Metro developed the ridership and travel time projections by analyzing the distribution of the region’s population, employment and higher education enrollment, including at UCLA and community colleges, said Jody Litvak, Metro interim executive director for community relations.
Among the students in attendance were members of the Undergraduate Students Association Council’s Facilities Commission. In April, the Facilities Commission announced Westwood Connected, a campaign for a heavy rail stop on campus in partnership with Streets For All, the Westwood Village Improvement Association and the North Westwood Neighborhood Council.

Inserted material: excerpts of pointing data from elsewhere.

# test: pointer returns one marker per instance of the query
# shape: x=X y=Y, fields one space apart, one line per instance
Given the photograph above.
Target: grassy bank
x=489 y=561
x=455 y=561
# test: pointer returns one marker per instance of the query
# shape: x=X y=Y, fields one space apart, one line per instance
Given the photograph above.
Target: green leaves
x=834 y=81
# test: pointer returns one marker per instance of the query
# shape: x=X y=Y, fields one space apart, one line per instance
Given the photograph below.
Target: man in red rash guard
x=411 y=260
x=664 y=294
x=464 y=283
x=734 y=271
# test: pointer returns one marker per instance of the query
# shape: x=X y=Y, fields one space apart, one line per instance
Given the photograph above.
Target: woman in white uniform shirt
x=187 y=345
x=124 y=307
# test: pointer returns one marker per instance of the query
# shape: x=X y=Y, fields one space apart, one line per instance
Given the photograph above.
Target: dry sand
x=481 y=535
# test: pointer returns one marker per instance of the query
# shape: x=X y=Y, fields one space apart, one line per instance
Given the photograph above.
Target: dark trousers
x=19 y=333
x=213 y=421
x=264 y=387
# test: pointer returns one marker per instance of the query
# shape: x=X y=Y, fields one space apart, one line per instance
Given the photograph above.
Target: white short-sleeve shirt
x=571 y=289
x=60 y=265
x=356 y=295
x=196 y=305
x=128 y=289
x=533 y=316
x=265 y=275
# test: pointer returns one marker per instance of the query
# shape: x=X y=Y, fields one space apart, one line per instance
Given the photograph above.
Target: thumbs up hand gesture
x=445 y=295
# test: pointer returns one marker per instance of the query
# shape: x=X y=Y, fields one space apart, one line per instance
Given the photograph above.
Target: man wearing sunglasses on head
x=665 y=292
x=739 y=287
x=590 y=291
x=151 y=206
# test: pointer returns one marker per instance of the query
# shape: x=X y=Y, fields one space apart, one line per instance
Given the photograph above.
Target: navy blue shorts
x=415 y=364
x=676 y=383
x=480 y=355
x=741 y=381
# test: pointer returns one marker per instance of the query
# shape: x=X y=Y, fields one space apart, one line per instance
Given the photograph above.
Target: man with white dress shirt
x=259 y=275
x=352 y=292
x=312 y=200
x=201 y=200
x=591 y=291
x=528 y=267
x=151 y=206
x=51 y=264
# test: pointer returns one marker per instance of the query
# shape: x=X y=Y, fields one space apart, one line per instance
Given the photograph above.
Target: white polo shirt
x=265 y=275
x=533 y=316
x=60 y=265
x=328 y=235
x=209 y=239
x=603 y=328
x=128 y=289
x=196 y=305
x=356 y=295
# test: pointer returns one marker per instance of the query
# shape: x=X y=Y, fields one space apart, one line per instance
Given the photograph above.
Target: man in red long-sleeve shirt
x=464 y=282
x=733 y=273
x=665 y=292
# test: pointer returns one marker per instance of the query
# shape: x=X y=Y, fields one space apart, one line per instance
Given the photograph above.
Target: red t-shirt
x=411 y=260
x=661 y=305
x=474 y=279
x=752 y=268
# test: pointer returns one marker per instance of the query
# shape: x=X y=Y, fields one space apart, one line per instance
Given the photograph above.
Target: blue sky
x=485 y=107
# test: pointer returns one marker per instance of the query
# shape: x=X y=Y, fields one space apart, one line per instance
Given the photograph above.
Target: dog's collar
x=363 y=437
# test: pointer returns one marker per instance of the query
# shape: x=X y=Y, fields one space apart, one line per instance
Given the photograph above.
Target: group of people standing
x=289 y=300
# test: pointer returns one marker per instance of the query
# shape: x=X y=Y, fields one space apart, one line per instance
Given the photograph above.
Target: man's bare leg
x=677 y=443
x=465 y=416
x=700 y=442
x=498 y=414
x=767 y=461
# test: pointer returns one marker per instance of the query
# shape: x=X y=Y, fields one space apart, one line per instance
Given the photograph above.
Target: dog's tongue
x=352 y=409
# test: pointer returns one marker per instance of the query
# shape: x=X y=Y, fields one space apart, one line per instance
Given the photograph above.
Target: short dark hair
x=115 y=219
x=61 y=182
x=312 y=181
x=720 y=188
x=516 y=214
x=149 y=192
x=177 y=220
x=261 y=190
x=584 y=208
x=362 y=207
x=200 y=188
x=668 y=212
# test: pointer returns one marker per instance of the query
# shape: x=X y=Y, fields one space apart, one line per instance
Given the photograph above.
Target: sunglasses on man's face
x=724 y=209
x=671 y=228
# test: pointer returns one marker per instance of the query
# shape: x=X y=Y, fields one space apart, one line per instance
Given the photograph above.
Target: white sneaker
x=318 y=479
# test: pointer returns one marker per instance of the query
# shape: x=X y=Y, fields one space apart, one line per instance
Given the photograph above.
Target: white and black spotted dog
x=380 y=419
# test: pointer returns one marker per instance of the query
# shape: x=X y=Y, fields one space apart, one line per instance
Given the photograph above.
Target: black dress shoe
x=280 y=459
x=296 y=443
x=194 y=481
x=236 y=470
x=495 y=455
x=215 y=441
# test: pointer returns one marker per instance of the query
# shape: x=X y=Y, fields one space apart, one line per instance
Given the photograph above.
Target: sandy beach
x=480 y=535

Michael Griffin, a member of the Facilities Commission’s transit, equity and access committee, said he and his colleagues attended the open house to advocate for the heavy rail options and to represent the opinions of students to Metro.
“UCLA has so many people – not just students, but faculty, community members and campus employees,” Griffin said. “We as the Facilities Commission are advocating for Alternatives 4, 5 and 6, so that UCLA students in the future can have direct access to our Metro network.”
Griffin, a second-year biology student, added that student opinions are essential to counterbalance the views of community members who may oppose the project. Both the Sherman Oaks Homeowners Association and the Bel-Air Association have announced their opposition to heavy rail due to the impacts of noise pollution, construction and potential tunneling beneath neighborhoods.
The open house was the first of three events to inform community members about travel times and boarding data. Metro will hold additional events Saturday and Wednesday in Van Nuys and online, respectively.
Litvak said it is important for Metro to share its new findings with the public and allow constituents to digest the new information and give further feedback, adding that the public’s input is critical for deciding the future stages of projects.
“There’s a number of things that go into what will comprise the recommendation that will go to the Metro Board of Directors to decide,” Litvak said. “Some of it is the technical information, but public feedback is also a big part of it.”
Metro collected the information presented to the public as part of the environmental review process, Carter said during the presentation. He added that once this stage – the development of technical studies – is completed, Metro will release an environmental impact for public review and share its opinions before the Metro board identifies which alternative to move forward with.
Brice Kennedy, a graduate student in public policy, said he commutes to UCLA and the San Fernando Valley using the I-405, adding that while he wants Metro to build a heavy rail stop on campus, he believes the data presented also points directly to heavy rail as the best alternative for the future.
“It just seems like a no-brainer,” Kennedy said.